MODULAR OPEN SYSTEMS ARCHITECTURE LANGUAGE
Interoperability steering groups and procurement teams within health care organizations and networks may find the DoD Open Systems Architecture Contract Guidebook for Program Managers, v1.1 (DoD Open Systems Architecture Data Rights Team, 2013) useful in developing procurement strategies and contract languages. The guidebook includes the following items that procurement teams can tailor for their respective “open systems” declaration statements and general vendor guidance:
Modular Open Systems Architecture—highlights the need for contractors to describe their approach to modularization of their product and emphasizes the need for these modules to be of a size that supports competitive acquisition as well as reuse.
Technology Insertion—highlights the importance of the contractor’s use of an architectural approach supportive of the rapid and affordable insertion and refreshment of technology through modular design, the use of open standards, and open interfaces.
Interface Design and Management—outlines the level of detail needed related to the description of interfaces between all components and systems, including but not limited to mechanical, electrical (power and signal wiring), software, firmware, and hardware interface specifications.
Treatment of Proprietary or Vendor-Unique Elements—emphasizes the importance of requiring the contractor to (a) explain the use of proprietary, vendor-unique, or closed components or interfaces and (b) identify and justify proprietary, vendor-unique, or closed interfaces, code modules, hardware, firmware, or software to be used.

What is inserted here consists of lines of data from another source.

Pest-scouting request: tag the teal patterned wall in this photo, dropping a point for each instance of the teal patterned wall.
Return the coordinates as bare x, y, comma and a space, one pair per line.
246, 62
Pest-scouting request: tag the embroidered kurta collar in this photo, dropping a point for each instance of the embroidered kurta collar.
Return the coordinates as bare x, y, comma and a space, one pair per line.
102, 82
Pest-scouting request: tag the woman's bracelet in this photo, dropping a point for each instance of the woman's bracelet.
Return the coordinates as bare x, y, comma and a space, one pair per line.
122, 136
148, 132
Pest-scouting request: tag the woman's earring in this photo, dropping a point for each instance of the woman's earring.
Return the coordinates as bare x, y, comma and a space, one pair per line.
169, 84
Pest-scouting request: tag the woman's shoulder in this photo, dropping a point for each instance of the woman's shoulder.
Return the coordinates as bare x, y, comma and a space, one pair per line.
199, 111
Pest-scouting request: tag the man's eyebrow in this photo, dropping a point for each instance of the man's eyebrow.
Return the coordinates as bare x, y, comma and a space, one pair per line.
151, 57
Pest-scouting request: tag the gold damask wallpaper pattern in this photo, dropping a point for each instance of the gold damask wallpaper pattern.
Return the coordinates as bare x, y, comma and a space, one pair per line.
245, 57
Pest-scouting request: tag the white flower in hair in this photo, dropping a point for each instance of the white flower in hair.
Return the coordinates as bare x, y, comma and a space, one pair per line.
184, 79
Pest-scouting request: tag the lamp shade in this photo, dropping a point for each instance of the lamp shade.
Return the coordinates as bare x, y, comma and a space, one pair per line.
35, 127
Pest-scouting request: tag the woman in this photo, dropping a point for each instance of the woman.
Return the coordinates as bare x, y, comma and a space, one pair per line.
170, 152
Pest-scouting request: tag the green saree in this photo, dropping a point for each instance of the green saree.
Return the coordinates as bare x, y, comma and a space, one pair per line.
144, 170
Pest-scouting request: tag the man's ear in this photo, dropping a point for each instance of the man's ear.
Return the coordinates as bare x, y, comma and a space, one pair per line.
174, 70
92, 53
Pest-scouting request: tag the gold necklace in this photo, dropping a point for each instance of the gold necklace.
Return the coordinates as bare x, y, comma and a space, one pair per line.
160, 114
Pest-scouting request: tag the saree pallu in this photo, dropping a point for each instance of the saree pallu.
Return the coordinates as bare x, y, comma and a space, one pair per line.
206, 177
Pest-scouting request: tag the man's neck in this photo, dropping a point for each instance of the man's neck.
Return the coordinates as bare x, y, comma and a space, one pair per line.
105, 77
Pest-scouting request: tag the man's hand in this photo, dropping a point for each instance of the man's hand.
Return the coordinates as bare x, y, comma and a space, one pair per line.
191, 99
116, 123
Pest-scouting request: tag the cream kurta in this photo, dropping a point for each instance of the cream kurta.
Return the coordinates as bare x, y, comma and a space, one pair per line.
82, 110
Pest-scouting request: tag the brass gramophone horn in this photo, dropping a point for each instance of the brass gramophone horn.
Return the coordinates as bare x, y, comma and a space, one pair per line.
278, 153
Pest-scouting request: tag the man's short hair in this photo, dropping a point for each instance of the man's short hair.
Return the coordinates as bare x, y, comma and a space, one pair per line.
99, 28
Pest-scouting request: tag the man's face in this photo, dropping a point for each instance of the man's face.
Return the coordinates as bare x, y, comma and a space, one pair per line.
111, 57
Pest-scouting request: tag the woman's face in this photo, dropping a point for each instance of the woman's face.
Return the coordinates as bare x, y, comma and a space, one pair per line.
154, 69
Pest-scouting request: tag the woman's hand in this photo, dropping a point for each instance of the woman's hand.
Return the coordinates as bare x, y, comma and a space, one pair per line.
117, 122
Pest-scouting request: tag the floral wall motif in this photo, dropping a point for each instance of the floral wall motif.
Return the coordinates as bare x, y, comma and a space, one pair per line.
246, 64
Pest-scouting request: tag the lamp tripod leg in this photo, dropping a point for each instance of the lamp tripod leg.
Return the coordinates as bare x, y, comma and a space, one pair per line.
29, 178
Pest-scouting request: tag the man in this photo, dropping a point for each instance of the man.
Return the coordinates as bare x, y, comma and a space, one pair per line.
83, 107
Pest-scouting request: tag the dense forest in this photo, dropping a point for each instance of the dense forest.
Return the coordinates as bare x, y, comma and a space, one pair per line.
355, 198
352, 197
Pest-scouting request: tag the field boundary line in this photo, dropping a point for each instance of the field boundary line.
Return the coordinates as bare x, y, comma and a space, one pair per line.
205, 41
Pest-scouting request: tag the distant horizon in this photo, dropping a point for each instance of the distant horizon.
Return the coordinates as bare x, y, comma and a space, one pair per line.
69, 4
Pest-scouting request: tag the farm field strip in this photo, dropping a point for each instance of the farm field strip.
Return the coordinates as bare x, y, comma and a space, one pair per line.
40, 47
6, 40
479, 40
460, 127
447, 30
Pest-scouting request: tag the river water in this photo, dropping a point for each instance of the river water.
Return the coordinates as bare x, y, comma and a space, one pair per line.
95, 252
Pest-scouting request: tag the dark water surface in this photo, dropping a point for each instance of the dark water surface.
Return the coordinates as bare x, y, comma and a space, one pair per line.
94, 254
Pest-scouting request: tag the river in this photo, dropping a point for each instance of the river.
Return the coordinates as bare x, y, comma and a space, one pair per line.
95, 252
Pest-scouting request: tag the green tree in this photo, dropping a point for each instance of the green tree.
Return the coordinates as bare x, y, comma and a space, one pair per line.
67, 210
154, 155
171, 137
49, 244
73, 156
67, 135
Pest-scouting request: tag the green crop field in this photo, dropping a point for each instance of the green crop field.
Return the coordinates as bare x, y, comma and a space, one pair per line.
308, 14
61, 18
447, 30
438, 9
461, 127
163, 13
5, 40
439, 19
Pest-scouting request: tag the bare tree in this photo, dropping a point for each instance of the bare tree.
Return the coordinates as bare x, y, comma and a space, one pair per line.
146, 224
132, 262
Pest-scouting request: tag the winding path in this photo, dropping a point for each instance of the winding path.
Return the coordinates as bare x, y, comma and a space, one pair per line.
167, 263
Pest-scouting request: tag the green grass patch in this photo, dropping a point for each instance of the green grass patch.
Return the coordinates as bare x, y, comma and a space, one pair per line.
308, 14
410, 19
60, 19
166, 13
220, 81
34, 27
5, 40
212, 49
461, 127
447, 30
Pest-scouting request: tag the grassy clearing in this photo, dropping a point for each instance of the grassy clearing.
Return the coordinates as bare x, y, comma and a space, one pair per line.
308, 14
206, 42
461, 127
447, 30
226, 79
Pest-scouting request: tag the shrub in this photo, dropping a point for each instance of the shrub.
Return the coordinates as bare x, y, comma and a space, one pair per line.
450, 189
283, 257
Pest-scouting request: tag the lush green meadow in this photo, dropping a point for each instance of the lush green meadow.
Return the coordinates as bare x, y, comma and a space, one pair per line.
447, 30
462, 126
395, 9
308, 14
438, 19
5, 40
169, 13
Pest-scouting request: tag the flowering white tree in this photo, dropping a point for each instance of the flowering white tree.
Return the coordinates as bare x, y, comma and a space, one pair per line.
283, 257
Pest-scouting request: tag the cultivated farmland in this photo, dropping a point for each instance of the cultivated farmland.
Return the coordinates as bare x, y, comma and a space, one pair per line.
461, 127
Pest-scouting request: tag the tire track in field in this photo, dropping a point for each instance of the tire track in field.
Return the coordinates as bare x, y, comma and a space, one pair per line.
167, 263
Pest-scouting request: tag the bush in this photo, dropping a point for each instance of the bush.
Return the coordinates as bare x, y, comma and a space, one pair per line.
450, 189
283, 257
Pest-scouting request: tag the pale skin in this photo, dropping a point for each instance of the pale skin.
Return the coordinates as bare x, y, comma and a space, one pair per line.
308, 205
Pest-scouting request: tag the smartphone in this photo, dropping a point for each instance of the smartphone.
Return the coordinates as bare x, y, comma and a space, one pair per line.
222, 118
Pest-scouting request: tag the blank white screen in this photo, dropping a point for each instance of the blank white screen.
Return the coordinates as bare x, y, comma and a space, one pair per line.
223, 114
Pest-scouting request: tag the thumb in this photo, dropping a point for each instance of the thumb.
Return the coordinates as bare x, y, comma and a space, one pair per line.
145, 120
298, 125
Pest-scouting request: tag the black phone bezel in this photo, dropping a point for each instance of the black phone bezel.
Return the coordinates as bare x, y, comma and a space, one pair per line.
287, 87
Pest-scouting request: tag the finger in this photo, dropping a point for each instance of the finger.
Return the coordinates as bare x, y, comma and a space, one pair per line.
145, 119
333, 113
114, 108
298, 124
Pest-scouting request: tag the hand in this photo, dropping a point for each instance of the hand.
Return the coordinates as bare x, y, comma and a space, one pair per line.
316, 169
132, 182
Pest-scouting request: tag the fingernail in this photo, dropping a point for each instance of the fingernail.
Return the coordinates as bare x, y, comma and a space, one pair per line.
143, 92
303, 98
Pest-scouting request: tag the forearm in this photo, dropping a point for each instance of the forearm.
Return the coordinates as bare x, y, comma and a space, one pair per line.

Further, the guidebook underscores the importance of requiring the contractor to demonstrate that proprietary elements do not preclude or hinder other component or module developers from interfacing with or otherwise developing, replacing, or upgrading open parts of the system.
Open Business Practices—highlights the importance of describing how modularity of the system design promotes the identification of multiple sources of supply and/or repair, and supports flexible business strategies that enhance subcontractor competition.
Use of Standards—prioritizes the order of importance of standards based on the nature of those standards (descending importance):
- standards as specified within the contract’s commercial standards;
- standards developed by international or national industry standards bodies that have been widely adopted by industry;
- standards adopted by industry consensus-based standards bodies and widely adopted in the marketplace; and
- de facto standards (those widely adopted and supported in the marketplace).